Democracia y Política

The GOP is trapped in Trump’s rendezvous with yesterday

The act was old. The ­self-involvement was as intense as ever. The lies about the 2020 election continued. The dreary attacks on his foes, the unhinged hyperbole, the calls to suppress votes and the unconstrained nativism were reruns of earlier ­productions.

 

Donald Trump, the Sequel, drew a predictably ecstatic response at the Conservative Political Action Conference (CPAC) in Orlando on Sunday as he assailed President Biden and made clear in a torrent of invective that hatred of immigration will be as important to any attempted comeback as it was to his rise.

 

Back were the “coyotes,” “the vicious evil smugglers,” “the illegal aliens,” “mass amnesty,” “chain migration” and every other epithet and catchphrase that form his tapestry of nativism. Back also were the throwback forms of McCarthyism as he accused Biden of moving the country toward “radicalism, socialism and indeed it all leads to ­communism.”

 

Yet if the CPAC conclave was a Trump revival, complete with a golden Trump statue, there was some quiet dissent just beneath the surface. When the results of the CPAC straw poll for 2024 came in, Trump received just 55 percent of the ballots. Imagine Tom Brady receiving 55 percent for MVP from Tampa Bay fans.

 

When protected by the secret ballot, the hard core was going a little soft. They cried “we love you,” but the eyes of nearly half of them were straying. Perhaps more on the right want to move on than will ever say so publicly.

 

Running second was Florida’s Republican Gov. Ron DeSantis, the functional favorite son for the weekend, at 21 percent. It’s a sign that Trump is, for now, blocking every other Republican hopeful’s way that no other candidate got more than 5 percent.

 

More deeply, the fact that Trump continues to define the GOP and command the stage as no one else in the party can speaks of his party’s lost opportunity.

 

Trump’s takeover of the party in 2016 was undeniably built on long-standing habits of opposition to immigration, the courting of racial backlash and the waging of culture wars. But Trump also spoke to the exhaustion of the old themes of Reaganism.

 

He did so inconsistently and often incoherently between 2016 and 2020. But he put pure economic conservatism, free trade and foreign intervention on trial. (He again attacked “endless wars” at CPAC.) He stressed big infrastructure spending (which he never delivered), defended Medicare and Social Security, and cast a rising China as a dangerous enemy to the well-being of working Americans.

 

Episodically, especially in launching his scattershot trade wars, he reminded voters of the ideologically nondoctrinaire persona he had cultivated. But there was no consistency except on “own the libs” issues.

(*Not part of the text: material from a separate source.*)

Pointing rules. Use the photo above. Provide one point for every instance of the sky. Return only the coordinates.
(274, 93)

They again dominated his speech on Sunday with its requisite attacks on the “fake news media,” “politically correct far-left indoctrination training,” “far left lunacy” and, of course, “cancel culture.” He even charged that Biden’s transgender rights policies would “destroy women’s sports.”

 

The reality is that Trump is not the sort to devote himself to a lot of rethinking. His politics are all about himself — which means that the true litmus test on the right has become accepting his lies about what happened in the 2020 election. He drew loud applause at CPAC whenever he alluded to his false claims of electoral victory. “You won!” they shouted.

 

The resumption of the Trump Show reminded the GOP that it has the worst of all worlds: a cult of Trump without any of the benefits that might have come from a serious inquiry into why the old conservatism had been unable to stop him. Party leaders in their hearts know that they can’t win with Trump and Trumpism — and they can’t live without him and his followers.

 

They know his voters dominate party primaries and they need them to turn out to win House and Senate seats. But the more Trump dominates the conversation, the more he will continue to push middle-class suburban voters who embraced Biden last year — especially women — away from the GOP.

 

Which, sadly, is why one theme Trump harped on will be picked up by the mainstream of his party: his attacks on “ballots indiscriminately pouring in,” his assault on mail-in voting and his call for voter ID.

 

What Trump is saying is what many in his party believe, judging by their voter suppression efforts all over the country. The party won’t rethink, it’s not moving forward, and it can’t fully rid itself of Trumpism. So it can’t build a new majority. It can win only by stopping voters who reject them, as they rejected Trump, from casting ballots.

 

“Do you miss me yet?” Trump asked at the beginning of his address. Most Americans don’t, and his display at CPAC will do nothing to unleash a national wave of nostalgia. But his party will be stuck with him for a long time.